Ora é esta representação de um processo geral da imaginação para dar a um conceito a sua imagem que designo pelo nome de esquema deste conceito. (CRP B 179,180)

De fato, os nossos conceitos sensíveis puros não assentam sobre imagem dos objetos, mas sobre esquemas. Ao conceito de um triângulo em geral nenhuma imagem seria jamais adequada. (CRP B 180)

O conceito de cão significa uma regra segundo a qual minha imaginação pode traçar de maneira geral a figura de certo animal de quadrúpede, sem ficar restringida a uma única figura particular, que a experiência me oferece ou também qualquer imagem possível que posso representar in concreto. (CRP B 180)

A expressão ‘conceito sensível puro’ aparece empregada apenas enquanto sinônimo para o esquema de um conceito, tão facilmente representado pelo pensamento de um objeto geométrico: “No simples conceito de uma coisa não se pode encontrar nenhum caráter de sua existência.” (CRP B 272)

O esquema de um conceito é um trabalho realizado pela imaginação, e não pelo próprio entendimento ou pelo juízo. Seu caráter esquemático não se relaciona com o conhecimento diretamente, mas apenas com a ‘possibilidade’ de corresponder intuições em conceitos. Isto dirá respeito ao esquematismo, ou seja, ao processo de subsunção de intuições em conceitos.

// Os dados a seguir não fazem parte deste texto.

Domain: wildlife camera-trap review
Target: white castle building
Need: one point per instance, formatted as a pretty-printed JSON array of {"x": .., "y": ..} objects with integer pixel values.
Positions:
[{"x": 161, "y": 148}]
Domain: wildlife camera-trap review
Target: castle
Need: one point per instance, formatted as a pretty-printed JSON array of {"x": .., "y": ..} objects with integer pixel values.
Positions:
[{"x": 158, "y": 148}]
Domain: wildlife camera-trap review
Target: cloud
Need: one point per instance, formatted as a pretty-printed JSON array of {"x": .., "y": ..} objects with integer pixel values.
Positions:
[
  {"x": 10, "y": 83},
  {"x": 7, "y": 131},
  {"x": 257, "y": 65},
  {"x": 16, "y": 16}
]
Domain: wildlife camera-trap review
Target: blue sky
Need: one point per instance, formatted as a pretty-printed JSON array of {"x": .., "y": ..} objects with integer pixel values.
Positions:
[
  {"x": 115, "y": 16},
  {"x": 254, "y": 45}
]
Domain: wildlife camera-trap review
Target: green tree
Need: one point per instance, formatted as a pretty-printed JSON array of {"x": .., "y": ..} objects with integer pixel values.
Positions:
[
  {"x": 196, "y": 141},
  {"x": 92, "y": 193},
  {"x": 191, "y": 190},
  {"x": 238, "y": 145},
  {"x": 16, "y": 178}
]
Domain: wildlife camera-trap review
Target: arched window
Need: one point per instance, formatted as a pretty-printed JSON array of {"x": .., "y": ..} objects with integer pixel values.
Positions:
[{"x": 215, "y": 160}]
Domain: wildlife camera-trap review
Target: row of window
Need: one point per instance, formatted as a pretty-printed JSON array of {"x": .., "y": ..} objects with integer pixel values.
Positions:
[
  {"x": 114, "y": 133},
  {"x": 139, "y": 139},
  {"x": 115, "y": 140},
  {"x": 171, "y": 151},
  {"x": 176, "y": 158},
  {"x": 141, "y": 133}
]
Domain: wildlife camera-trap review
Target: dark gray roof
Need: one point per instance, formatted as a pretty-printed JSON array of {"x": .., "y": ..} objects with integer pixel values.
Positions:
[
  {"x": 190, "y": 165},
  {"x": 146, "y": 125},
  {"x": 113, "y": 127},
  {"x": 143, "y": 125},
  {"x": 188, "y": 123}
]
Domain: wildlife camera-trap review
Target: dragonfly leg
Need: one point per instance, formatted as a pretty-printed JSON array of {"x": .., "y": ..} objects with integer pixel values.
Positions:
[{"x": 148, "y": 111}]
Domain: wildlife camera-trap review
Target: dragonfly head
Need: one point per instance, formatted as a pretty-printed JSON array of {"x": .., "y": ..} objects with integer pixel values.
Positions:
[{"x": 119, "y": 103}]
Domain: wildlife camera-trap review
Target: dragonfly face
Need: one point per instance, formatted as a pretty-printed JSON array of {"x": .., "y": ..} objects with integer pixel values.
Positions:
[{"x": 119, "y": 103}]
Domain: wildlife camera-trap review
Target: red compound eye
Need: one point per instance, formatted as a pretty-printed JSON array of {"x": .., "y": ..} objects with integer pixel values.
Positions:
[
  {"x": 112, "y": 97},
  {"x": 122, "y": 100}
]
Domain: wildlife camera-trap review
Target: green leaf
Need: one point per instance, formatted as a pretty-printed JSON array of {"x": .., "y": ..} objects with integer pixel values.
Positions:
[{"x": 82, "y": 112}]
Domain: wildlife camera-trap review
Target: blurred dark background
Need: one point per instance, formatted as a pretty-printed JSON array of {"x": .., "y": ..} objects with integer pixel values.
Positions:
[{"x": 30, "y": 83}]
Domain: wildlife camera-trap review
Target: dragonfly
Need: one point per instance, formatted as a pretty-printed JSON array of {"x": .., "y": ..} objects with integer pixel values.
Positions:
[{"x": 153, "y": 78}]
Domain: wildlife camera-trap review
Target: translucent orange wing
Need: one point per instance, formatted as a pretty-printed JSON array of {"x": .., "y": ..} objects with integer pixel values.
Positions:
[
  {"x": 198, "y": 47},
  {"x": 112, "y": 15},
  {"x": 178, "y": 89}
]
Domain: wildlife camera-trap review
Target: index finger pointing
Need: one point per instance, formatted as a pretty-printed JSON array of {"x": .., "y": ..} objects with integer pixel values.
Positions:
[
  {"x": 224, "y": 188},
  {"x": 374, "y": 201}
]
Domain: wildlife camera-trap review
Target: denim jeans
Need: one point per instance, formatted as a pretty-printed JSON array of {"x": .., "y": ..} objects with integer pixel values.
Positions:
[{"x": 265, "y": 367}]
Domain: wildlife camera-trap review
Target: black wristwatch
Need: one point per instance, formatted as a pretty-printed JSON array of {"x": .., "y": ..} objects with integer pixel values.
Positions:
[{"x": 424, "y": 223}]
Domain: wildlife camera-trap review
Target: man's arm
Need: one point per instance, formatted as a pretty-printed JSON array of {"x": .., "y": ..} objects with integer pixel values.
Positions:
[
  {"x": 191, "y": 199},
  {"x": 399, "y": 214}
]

A ‘possibilidade’ está contudo imprimida na categoria da modalidade. A categoria da modalidade trata de uma função dos juízos, que diferentemente das demais categorias, não visa a composição de conteúdos, trata apenas de “[...] se referir ao valor da cópula em relação ao pensamento em geral.” (CRP B 100).

categoria da modalidade em questão. Seu caráter modal dá-se sob as seguintes condições:

1. O que está de acordo com as condições formais da experiência (quanto à intuição e os conceitos) é possível.

2. O que concorda com as condições materiais da experiência (da sensação)

é real.

3. Aquilo cujo acordo com o real é determinado segundo as condições gerais da experiência é (existe) necessariamente. (CRP B 266)

Podemos inclusive facilitar nossa exposição com uma interessante analogia entre necessidade, realidade e possibilidade, com conceitos puros, conceitos empíricos e esquema de um conceito.

Os conceitos puros dizem respeito à necessidade de um juízo. São condições necessárias de toda experiência. Não são reais, são formas puras categoriais. Sozinhas são vazias e não encerram conhecimento.

Os esquemas de um conceito encerram uma possibilidade. A imaginação traça certo ordenamento, este ordenamento que pode ser uma abstração de um conceito empírico ou um esquema montado para aplicação em um esquematismo, ele mesmo, não possui qualquer realidade, embora encerre necessidades. É por isto nem

necessário nem real, mas possível.

Os conceitos empíricos, por aliarem as exigências dos conceitos puros (em um esquematismo) a um diverso da intuição, constituem uma experiência, seu ajuizamento implica em uma realidade do objeto sintetizado.

O conceito puro não é produto de um estatuto, mas a própria regra impressa do entendimento, é uma instância a priori. Portanto, vamos nos referir aos conceitos puros daqui em diante apenas enquanto categorias.

Sendo impossível a uma categoria constituir imediatamente um objeto (CRP B 129), é necessário que uma dinâmica entre em cena a mediar a atividade de regrar o intuído. A atividade em questão é o esquematismo.